Monday, 13 September 2010

Social Engineering: Appealing to my vanity

So much spam

The process of moving my blog to http://akinblog.nl has been slow and fraught but it is beginning to gain some traffic and recognition. Hopefully, with time it would become the primary reference point of searches that have usually gone to http://akin.blog-city.com

One thing I have noticed about hosting my new blog on Google’s Blogger facility is the amount of spam that comes round most of which seems to appeal to different aspects of one’s masculine vanity.

One good look in the folder of spam messages captured on my gmail email account shows about 75% of the emails recommending some augmentation to the male protuberance either for length or stamina to be able to as it were satisfy your partner.

Appealing to my physical vanity

Indeed erectile dysfunction can be an issue when pleasure is truncated by the premature incidence of orgasm just when you thought you could go on for longer, it probably dwells on many a mind and it could be frustrating.

For those who are otherwise blessed the receipt of such odious and unflattering emails is annoying but the spam filters seem to be putting in their hours.

On the blog front however, each comment logged each particular blog creates a notification which does not end up in the spam folder and incurs the additional work of management even though the blog commenting system might well recognise the comment as spam.

Appealing to my mental vanity

That is just one side of appealing to ones vanity, the other part came in a comment I received on my blog this morning.

As follows: Anonymous has left a new comment on your post "Thought Picnic: Vulnerability offering opportunity...":

I usually do not leave a comment, but the ideas really rocks, also I have a few questions like to ask, what's your contact details?

-Johnson

Anonymous who has signed off as Johnson probably does not have a Google blog, nor does he (if a first name) or her (if a surname) have a website they are willing to publish as part of receiving feedback for the comments they have left.

Comments appealing to vanity

There is probably nothing to read from the comment but the basic compliment until one has a second or third reading and then it begins to matter a lot more than it seems. This is a generic comment can be left on any and every blog with one singular aim in mind.

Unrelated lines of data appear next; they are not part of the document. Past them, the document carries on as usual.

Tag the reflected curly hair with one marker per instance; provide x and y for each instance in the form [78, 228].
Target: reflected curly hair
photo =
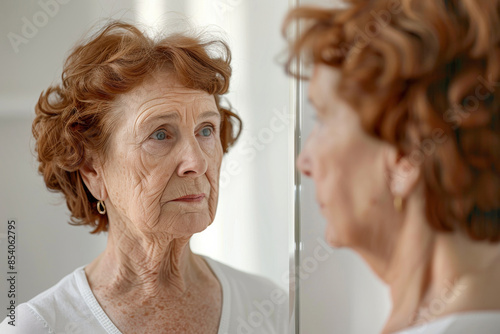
[427, 71]
[75, 117]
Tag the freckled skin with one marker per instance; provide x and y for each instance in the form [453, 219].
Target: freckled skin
[165, 145]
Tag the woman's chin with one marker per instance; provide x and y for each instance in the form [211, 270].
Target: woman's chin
[187, 227]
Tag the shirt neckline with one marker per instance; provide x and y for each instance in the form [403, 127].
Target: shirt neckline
[109, 326]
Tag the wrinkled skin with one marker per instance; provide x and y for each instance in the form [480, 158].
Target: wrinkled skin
[165, 145]
[356, 178]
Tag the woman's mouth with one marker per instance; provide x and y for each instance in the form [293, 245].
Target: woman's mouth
[190, 198]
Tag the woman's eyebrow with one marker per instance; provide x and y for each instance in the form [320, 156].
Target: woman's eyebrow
[143, 121]
[208, 114]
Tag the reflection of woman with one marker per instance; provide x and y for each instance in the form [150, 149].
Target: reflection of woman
[134, 137]
[405, 152]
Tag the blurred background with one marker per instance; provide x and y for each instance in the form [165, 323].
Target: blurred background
[255, 213]
[338, 292]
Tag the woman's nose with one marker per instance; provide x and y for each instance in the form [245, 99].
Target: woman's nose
[304, 162]
[192, 160]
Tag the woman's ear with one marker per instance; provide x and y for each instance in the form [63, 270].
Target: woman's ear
[403, 173]
[92, 175]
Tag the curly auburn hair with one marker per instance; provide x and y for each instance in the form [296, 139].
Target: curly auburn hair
[422, 67]
[75, 118]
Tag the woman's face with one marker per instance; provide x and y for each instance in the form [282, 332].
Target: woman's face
[161, 171]
[348, 169]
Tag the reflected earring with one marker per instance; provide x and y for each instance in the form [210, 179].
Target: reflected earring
[101, 207]
[398, 203]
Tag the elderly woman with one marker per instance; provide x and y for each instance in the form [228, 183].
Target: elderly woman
[405, 153]
[133, 138]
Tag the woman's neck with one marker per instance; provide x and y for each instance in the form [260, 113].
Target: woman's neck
[433, 274]
[151, 265]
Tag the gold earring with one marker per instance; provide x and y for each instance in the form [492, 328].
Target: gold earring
[398, 203]
[101, 207]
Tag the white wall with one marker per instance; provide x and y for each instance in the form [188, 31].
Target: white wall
[255, 207]
[338, 292]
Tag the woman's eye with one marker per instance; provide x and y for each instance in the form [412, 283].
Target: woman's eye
[206, 131]
[159, 135]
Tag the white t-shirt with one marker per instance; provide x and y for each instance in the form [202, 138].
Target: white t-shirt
[460, 323]
[250, 304]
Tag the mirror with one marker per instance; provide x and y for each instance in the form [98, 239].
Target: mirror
[253, 228]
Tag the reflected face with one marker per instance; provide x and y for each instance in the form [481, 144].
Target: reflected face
[346, 166]
[162, 169]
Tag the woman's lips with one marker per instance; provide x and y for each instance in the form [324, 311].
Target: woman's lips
[190, 198]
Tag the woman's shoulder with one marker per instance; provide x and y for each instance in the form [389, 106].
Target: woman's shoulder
[252, 304]
[241, 279]
[484, 322]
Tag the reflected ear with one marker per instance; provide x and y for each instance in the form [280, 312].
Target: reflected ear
[403, 174]
[92, 175]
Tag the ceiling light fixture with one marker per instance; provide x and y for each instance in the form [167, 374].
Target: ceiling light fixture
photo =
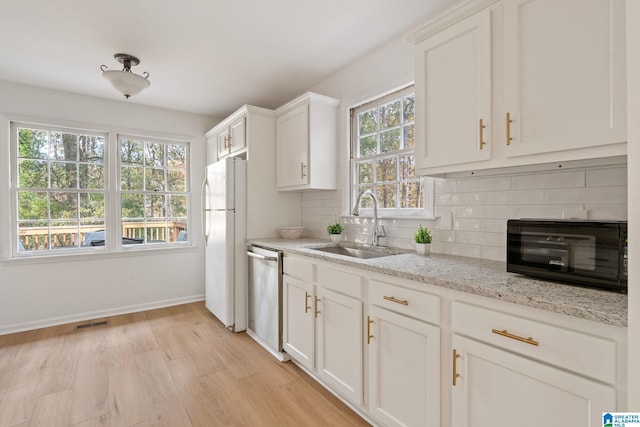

Indeed, one of the signs of having a following comes from people commenting on your blogs and this supposed fan rarely leaves comments but now decides to do so in the quest for something other than the views expressed in the blog.

Given that the person does offer the passing opinion masquerading as praise that “the ideas really rocks”, I am really confused about the urban language with the apparent number confusion as to the idea and the context that the person is referring to.

Having appealed to my vanity with the notion of my rocking ideas, the person has a few questions to ask, fair enough and somehow expects me with the additional request to publish my contact details in response.

One can only wonder what questions that person has to ask that cannot be put in the comments or forwarded as an email, because those details are not that difficult to get if the person does try.

Generic comments as social engineering

Between you are me, this is another classic case of social engineering; having appealed to my vanity and flattered me in some way, just as the title of the blog goes, it has provided a window of vulnerability offering the opportunity to request my contact details which I am supposed to foolishly volunteer to some non-descript stranger to ask personal questions.

It was a good try but this will not work with me and it really should not work on anyone else too, if anyone wants to engage you on matters so personal the need for full-disclosure is paramount and it should be initiated by the enquirer and not by you.

Otherwise, this is just another case of Johnson probably leaving a similar generic comment on as many blogs as he/she can to harvest details for some nefarious activity beyond which the victim has little control.

Beware of the flattery that leaves you vulnerable to volunteering information you should best keep for your protection and safety.